From the business pages of a leading Japanese publication is the question where would the Japanese 10 year yield be located if QE Yield Control wasn’t implemented. The current Japanese 10 year trades 0.047 while the Theoretical value based on publication formula is 0.14. In 8 months of Yield Control implementation at USD 731 billion per month, the BOJ bought themselves about a full point. This equates to a total at 8 months at 5848.00 Billion USD. The BOJ now owns 40% of the JGB market.
The other interesting aspect to 0.14 if memory serves yet written in these pages, Taylor Rules places interest rates at 0.1. The 0.1 level is located above the 10 year, below the 15 year but most important above Japanese Call Rates.

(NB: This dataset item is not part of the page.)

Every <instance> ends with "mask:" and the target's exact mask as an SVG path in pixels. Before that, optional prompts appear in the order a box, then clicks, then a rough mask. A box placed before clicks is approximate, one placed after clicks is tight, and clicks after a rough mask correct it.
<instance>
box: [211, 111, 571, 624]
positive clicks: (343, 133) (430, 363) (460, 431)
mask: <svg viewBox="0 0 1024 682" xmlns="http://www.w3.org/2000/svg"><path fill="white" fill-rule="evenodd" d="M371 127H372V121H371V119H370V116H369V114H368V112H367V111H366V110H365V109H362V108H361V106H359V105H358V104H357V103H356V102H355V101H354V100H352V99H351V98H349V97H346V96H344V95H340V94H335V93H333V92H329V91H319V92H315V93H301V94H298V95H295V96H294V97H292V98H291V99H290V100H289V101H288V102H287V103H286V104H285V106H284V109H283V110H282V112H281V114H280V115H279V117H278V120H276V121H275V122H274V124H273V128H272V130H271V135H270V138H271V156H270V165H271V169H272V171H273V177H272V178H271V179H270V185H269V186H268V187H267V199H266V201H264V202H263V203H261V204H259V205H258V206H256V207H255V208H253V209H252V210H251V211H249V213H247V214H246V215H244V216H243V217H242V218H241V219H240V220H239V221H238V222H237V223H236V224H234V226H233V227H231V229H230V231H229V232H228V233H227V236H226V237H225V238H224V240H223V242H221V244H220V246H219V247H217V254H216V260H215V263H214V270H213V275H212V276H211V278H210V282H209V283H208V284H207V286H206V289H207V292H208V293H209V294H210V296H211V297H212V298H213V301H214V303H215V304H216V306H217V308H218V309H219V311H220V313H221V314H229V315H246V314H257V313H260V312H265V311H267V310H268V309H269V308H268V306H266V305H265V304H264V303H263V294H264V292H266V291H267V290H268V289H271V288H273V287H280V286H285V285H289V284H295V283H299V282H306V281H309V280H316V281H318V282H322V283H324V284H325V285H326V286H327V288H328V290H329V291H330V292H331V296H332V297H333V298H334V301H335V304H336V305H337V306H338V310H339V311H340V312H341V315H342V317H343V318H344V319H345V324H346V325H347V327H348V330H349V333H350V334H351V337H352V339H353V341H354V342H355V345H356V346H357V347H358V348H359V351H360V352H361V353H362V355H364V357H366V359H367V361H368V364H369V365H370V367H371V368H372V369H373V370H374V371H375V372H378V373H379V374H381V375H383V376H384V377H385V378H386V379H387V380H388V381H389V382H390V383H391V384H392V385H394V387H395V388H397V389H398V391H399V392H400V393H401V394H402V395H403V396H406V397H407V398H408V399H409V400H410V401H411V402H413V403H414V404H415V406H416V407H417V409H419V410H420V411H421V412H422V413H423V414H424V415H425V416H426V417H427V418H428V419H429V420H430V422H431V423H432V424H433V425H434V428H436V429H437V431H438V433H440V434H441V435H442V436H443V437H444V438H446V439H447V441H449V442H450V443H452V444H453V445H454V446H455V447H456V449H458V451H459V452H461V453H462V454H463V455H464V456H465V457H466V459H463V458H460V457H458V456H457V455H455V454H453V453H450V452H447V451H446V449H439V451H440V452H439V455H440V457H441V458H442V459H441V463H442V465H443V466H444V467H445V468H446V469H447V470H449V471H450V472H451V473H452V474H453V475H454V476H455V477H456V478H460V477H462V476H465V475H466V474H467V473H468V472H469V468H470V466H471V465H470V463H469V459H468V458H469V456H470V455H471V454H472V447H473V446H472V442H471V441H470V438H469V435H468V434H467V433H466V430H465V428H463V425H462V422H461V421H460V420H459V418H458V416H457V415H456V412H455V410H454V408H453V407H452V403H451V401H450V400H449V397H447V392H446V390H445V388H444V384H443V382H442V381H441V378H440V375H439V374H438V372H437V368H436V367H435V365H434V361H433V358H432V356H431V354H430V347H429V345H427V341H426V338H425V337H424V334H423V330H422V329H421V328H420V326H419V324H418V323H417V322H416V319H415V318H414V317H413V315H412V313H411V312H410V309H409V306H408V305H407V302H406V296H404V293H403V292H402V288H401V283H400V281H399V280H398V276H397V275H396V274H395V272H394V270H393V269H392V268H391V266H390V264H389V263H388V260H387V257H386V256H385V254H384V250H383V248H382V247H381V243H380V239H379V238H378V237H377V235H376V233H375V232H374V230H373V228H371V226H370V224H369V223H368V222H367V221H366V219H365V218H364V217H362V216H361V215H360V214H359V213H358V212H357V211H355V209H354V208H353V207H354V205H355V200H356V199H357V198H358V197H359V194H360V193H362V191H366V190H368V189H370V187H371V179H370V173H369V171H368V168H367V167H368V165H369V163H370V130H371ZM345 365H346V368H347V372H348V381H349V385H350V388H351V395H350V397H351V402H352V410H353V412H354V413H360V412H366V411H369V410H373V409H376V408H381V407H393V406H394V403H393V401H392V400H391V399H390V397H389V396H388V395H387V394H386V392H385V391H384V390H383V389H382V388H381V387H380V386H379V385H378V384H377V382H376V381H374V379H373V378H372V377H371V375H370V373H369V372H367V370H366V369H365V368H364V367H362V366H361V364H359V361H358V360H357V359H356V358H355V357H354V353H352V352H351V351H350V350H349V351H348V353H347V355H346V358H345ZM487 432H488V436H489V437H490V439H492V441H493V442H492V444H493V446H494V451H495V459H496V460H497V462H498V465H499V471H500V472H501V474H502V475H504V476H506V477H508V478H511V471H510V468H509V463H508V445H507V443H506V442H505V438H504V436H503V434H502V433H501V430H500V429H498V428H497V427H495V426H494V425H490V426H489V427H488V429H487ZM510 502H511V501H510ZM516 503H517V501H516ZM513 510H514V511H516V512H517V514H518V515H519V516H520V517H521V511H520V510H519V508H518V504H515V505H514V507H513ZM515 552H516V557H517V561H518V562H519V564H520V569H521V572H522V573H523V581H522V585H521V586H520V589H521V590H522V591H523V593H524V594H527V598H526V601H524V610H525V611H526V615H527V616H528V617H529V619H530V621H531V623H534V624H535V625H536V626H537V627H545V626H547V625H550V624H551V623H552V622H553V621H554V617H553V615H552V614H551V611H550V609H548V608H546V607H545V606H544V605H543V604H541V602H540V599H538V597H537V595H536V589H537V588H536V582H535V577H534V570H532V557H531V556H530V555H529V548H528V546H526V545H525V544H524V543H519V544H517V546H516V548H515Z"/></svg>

The Japanese yield to hit the negative target may require an interest cut to save the Japanese as Call Rates literally moved from 0.941 January to 0.952 today.
At Japanese budget time in April, the Call Rate traded 0.963. JPY/USD trades 0.008802, JPY/EUR 0.007960 and it is these exchange rate where the Japanese mastered offshore rates as Euroyen trades far above all short term interest rates. Repatriations and interest profits for Japanese banks always occurred in Japanese afternoons.
Most vital levels for today’s USD/JPY are located at 112.93 and 113.13 Vs above at 113.75 and 114.20. The overall range is located from 111.00’s to 115, specifically clustered at 115.12 and 115.14. USD/JPY won’t easily walk through both range points. Below 113.12, next comes 113.05 and the bottom cluster at 112.93 and 112.91.